Measurements of open heavy-flavor hadron and quarkonium
in heavy-ion collisions provide a powerful tool
to study both initial-state effects on heavy-quark production and final-state interactions
between heavy quarks and the quark-gluon plasma (QGP).
Recent ATLAS measurements of azimuthal anisotropy of muons from heavy-flavor decays in pp and Pb+Pb collisions are presented.
Muons with charm and bottom origins are separated from each other
based on the transverse impact parameter with respect to the primary collision vertex.
Muons from both charm and bottom hadrons are
found to have significant azimuthal anisotropies in Pb+Pb collisions,
with larger anisotropies for muons from charm hadrons than for muons from bottom hadrons observed.
In pp collisions, the azimuthal anisotropy of muons from charm hadron decays
is similar to that of light hadrons,
while muons from bottom hadron decays show no significant anisotropy.
The different patterns in Pb+Pb and pp collisions challenge the picture
of a common origin of azimuthal anisotropy for heavy flavor in different systems.

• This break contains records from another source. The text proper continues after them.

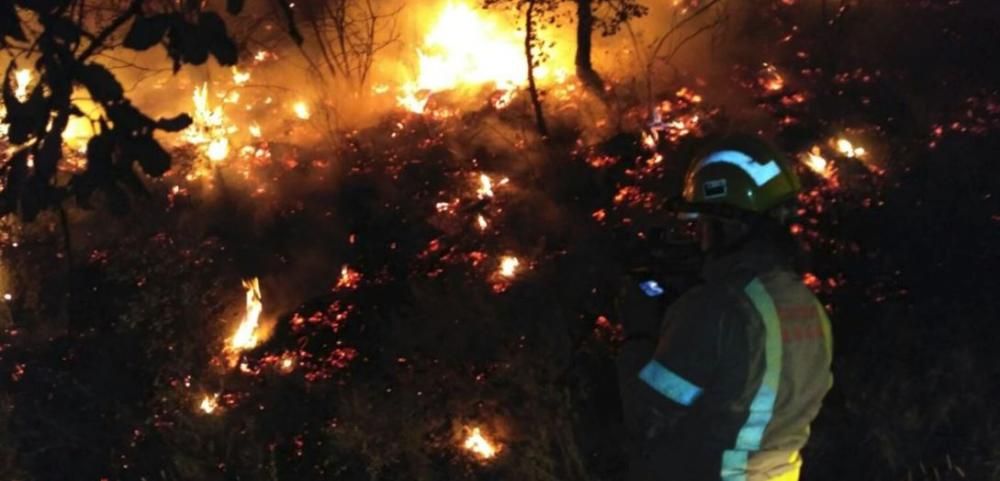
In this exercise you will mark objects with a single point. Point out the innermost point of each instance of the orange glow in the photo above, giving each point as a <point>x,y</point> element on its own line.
<point>302,110</point>
<point>508,266</point>
<point>481,447</point>
<point>22,80</point>
<point>467,46</point>
<point>246,335</point>
<point>209,403</point>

New ATLAS measurements of suppression of muons from heavy flavor decays
and bottomonia in Pb+Pb collisions are also presented.
The relative suppression between different bottomonium states in Pb+Pb,
together with the same observable measured in p+Pb collisions,
provides strong constraints on the relative contributions of initial- and final-state effects on the observed suppression.